My neighbor tried a deflowering agent one year, but it did not work for him. I think the dose and timing is very critical, and I wasn't there when he did it, so I can't say for sure if he did everything exactly like he was supposed to. They eventually moved and the new owner had the tree removed. It no longer produces gum balls.


----------



## Babaganoosh (Apr 21, 2019)

Sweet gum is a garbage tree. It's only redeeming quality is the fall foliage. The seed pods are terrible, the roots are terrible, and the firewood from it is one of the worst you can get. I hate sweet gum trees with a passion. I'd remove it and plant a better tree in its place.


----------



## Grass Clippins (Apr 30, 2018)

@Babaganoosh Preach...
@RayTL Cut them down, sweetgums are the worst. They're invasive and will try to take over.
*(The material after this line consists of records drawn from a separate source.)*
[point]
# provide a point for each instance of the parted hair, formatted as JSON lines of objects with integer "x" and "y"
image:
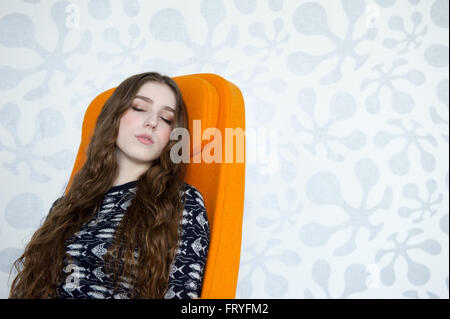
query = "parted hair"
{"x": 149, "y": 228}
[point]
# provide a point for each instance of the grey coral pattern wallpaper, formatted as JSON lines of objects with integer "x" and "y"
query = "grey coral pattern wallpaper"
{"x": 347, "y": 127}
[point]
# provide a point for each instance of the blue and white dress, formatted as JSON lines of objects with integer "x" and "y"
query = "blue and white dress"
{"x": 85, "y": 275}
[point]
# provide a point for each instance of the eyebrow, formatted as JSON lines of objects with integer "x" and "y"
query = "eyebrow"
{"x": 149, "y": 100}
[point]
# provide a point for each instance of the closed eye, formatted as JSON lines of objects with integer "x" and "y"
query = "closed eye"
{"x": 141, "y": 110}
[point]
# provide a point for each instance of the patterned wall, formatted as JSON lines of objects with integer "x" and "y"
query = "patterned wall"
{"x": 347, "y": 115}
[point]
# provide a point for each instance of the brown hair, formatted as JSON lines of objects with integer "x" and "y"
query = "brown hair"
{"x": 150, "y": 225}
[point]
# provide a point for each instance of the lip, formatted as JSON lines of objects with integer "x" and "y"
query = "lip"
{"x": 145, "y": 139}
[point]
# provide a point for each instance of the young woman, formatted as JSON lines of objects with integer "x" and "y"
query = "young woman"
{"x": 129, "y": 227}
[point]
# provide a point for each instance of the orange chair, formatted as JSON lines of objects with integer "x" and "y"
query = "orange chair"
{"x": 218, "y": 103}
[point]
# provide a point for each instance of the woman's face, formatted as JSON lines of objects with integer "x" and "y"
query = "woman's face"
{"x": 151, "y": 113}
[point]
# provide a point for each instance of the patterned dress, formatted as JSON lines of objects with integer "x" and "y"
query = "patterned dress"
{"x": 85, "y": 275}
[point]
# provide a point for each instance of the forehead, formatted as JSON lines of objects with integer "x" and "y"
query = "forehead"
{"x": 161, "y": 94}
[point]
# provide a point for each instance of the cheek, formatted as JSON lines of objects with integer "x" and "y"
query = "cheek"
{"x": 128, "y": 122}
{"x": 165, "y": 135}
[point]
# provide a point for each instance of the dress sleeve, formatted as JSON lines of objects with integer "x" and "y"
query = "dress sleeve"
{"x": 187, "y": 269}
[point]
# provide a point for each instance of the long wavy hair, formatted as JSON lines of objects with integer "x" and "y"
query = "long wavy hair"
{"x": 150, "y": 226}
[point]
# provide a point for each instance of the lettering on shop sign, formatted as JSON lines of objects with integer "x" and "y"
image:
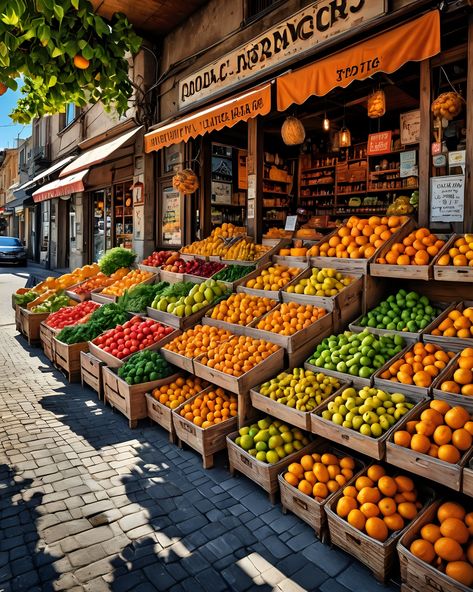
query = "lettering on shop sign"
{"x": 302, "y": 32}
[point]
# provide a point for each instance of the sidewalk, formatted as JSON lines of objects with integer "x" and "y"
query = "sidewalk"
{"x": 87, "y": 504}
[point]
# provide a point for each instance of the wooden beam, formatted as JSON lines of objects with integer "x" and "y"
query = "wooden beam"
{"x": 425, "y": 142}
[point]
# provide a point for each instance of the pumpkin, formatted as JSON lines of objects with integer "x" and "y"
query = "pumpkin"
{"x": 292, "y": 132}
{"x": 185, "y": 181}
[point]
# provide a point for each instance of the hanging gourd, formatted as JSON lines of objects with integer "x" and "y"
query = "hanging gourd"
{"x": 292, "y": 132}
{"x": 185, "y": 181}
{"x": 377, "y": 104}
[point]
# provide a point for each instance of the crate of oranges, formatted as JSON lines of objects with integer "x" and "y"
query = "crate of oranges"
{"x": 453, "y": 328}
{"x": 162, "y": 400}
{"x": 353, "y": 245}
{"x": 240, "y": 363}
{"x": 434, "y": 442}
{"x": 204, "y": 421}
{"x": 312, "y": 480}
{"x": 455, "y": 384}
{"x": 367, "y": 519}
{"x": 436, "y": 553}
{"x": 411, "y": 256}
{"x": 415, "y": 368}
{"x": 455, "y": 262}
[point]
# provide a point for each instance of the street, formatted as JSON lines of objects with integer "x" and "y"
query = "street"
{"x": 88, "y": 504}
I did a hack & squirt with tordon rtu last summer, to kill them, and it had no effect. I doubt anything is will stop them from seeding. If anything it will probably piss them off and make them produce bigger spikier seed pods for you to step on. That's the type of a-hole tree you're dealing with.


----------



## RayTL (Jun 4, 2018)

Haha, thanks y'all, consensus seems to be cut it down. Definitely not ruling that out :thumbup: , but it does provide a ton of shade and it's been there a long time. Lightening tried to take it out the year before last, but it persevered. We shall see how much longer I can stand picking them up.


----------